There is odd music coming from the reception hall, the same fiddle tune from the queen’s tea party.
From the top of the stairs, I take in the gilded room. It’s filled with dozens and dozens of Others, clad in a pastel rainbow of colors. The women’s gowns have bell sleeves so long they graze the floor, and the men are in vibrantly embroidered coats, just the same as Bram’s. Some wear scarves of odd objects, forks and fishing netsand flour sacks embroidered with golden thread.
They’re laughing and dancing to the reel like this is all one big celebration. I’m astonished by how inhuman they look. Seeing them all together as a group, it is easier to register the overlong limbs, the eerily perfect faces, the pointed ears. I can’t believe I ever thought Bram could pass as one of us.
And then I realize. It is done. He’s opened the door between our worlds.
There’s blood on the floor, like someone has spilled a bucketful, but I can’t identify the source.

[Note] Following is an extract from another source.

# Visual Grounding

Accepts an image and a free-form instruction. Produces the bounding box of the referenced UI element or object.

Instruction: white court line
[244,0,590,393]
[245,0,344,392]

Bram is standing near the front of the room, a golden goblet in his hand, surrounded by fawning courtiers. He’s got a crown of emerald vines on his head and a matching earring dangling from one ear.
He spots me, and a wide smile spreads across his face. He raises his cup to me. “My bride!”
The fae courtiers raise their glasses with sharp, hungry smiles.
Bram bounds up the stairs and takes my arm. “Come, wife. I have so many new friends for you to meet. Let us begin.”